You can also click the Scaling Configuration button in the Operation column to configure auto-scaling policies, including scaling thresholds, minimum/maximum number of replicas, and scheduled scaling.
Unpublish a service
Go to the Model Deployment console, find the deployment service to stop, and click the corresponding operation based on the billing method:
-
Model Unit (Subscription): Click Deactivate and confirm.
-
Pay-as-you-go: Click Delete and confirm.
Billing stops after the operation is complete.

Other operations
In addition to unpublishing, the Operation column on the deployment list page supports the following operations:
-
Update: Update the model version of a deployed service. You can update all at once or in batches (canary release).
-
Delete: Pay-as-you-go services can be deleted directly to stop billing.
-
Renewal: Subscription services can be renewed to extend the service time. Auto-renewal is supported.
-
Purchase Capacity Package: Purchase a capacity package for a provisioned throughput deployment.
FAQ
Can I upload and deploy my own models?
You can import some open source models in the My Models console (Beijing). For a detailed list of supported models, see Model import.
In addition, Alibaba Cloud Platform for AI (PAI) provides the functionality to deploy your own models. For more information, see PAI-LLM large language model deployment.
What do I do if I get a permission error during deployment?
-
If you see the message "You do not have the required permissions for this module", make sure your account has the Model Deployment - Operation permission on the permission management page of the workspace.

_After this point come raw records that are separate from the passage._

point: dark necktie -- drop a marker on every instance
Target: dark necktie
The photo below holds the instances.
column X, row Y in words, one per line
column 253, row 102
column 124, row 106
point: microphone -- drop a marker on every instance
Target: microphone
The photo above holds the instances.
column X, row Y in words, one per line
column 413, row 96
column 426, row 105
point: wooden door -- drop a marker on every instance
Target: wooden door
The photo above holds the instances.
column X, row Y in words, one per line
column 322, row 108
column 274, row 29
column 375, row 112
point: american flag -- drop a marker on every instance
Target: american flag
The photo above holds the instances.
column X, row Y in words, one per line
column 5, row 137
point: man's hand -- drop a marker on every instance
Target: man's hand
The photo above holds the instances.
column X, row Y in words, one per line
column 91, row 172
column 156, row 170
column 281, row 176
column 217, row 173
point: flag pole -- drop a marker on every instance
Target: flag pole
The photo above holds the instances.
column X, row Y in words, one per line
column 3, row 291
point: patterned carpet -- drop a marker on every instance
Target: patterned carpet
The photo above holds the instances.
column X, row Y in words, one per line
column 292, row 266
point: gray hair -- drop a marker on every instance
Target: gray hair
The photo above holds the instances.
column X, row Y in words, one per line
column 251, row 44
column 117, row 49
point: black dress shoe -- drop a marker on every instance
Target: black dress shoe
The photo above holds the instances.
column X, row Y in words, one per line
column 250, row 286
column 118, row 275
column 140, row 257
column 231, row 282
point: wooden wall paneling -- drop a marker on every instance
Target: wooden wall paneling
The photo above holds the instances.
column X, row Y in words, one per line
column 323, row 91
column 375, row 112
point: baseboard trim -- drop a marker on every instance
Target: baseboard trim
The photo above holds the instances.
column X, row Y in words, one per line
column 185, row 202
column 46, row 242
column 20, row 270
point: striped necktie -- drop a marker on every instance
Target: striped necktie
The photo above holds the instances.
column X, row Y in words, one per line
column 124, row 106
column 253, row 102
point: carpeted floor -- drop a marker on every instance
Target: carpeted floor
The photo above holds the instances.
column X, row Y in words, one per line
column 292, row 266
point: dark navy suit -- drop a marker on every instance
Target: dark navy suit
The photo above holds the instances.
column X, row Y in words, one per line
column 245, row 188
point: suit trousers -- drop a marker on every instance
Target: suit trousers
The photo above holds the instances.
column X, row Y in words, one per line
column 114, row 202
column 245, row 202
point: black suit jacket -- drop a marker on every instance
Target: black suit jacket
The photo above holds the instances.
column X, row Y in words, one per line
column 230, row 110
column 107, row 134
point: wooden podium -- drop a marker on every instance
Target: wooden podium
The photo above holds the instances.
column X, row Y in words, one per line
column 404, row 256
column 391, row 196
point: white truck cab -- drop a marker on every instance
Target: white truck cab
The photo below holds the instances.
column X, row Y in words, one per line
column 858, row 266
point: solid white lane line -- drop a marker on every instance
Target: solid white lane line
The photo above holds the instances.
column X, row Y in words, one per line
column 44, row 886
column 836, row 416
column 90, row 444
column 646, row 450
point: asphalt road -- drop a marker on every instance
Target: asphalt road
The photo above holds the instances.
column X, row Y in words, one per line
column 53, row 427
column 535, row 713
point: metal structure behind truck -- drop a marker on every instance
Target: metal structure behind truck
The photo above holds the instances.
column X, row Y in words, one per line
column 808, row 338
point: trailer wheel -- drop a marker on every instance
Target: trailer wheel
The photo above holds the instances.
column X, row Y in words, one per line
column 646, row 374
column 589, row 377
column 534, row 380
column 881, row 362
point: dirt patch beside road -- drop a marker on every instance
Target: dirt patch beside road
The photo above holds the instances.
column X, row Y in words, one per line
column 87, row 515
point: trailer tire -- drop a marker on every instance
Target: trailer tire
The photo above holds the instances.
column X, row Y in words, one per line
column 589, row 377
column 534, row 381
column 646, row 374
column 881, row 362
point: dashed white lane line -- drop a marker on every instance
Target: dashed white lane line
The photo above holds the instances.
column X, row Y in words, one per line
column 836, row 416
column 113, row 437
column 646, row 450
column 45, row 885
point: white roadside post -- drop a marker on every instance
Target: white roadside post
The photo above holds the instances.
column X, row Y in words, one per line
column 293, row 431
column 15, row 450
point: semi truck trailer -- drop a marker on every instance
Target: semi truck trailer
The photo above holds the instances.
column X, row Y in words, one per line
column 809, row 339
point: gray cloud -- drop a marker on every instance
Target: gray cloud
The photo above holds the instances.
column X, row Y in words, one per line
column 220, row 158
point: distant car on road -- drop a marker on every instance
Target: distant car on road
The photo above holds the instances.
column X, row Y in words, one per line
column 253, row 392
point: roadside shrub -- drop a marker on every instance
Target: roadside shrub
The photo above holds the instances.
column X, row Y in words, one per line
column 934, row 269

If you cannot perform the operation, contact your organization or IT administrator to add the required permissions or to check for permission issues.
-
If the deployment fails with the error "Workspace xxx does not have deployment privilege for model xxxx", go to the Workspace Management page in Model Studio and add the deployment permission for the corresponding model to the workspace.
API call error:
Workspace xxx does not have deployment privilege for model xxxx.

If you receive a permission error, contact your organization or IT administrator to add the required permissions or to perform the operation for you.
How do I switch to a different billing method?
You must release the original resources and then create new resources with the desired billing method.
We recommend the following steps to switch:
-
Deploy new resources using the desired billing method.
-
Switch the API and test the service availability.
-
Unpublish and release the original resources.